The prior controversial Red Flags' definition of "creditor" could have potentially swept in many entities, including professional offices, e.g., physicians, dentists, and law firms. The amendment generally excludes from the Rule's scope entities whose credit activities are limited to allowing customers to pay for a product or service at a later time.
The new definition limits application of the Rule only to a "creditor" that:
1) uses consumer reports in connection with a credit transaction;
2) furnishes information to consumer reporting agencies in connection with a credit transaction; or
3) advances funds to or on behalf of a person based on an obligation of that person to repay the funds from specific property pledged by or on behalf of the person. Creditors that "advance funds on behalf of a person for expenses incidental to a service provided by the creditor to that person" are excluded.

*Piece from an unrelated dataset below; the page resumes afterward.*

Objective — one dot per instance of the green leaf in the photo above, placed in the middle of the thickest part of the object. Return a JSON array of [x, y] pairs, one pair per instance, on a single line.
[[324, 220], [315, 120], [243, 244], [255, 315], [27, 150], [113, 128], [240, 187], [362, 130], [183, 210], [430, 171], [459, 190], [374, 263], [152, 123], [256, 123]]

This definition will raise new interpretive issues about its scope. The amendment also allows the FTC and the federal banking agencies by rule to expand this new definition of "creditor" based on a determination that a creditor "offers or maintains accounts that are subject to a reasonably foreseeable risk of identity theft."
1See Red Flag Program Clarification Act of 2010, S.3987. For previous alerts and detail about the Red Flags Rule, see, e.g., September 2, 2008 Red Flags Rule Alert; October 24, 2008 Red Flags Rule Alert; November 5, 2009 Red Flags Rule Alert; November 30, 2010 Red Flags Rule Alert.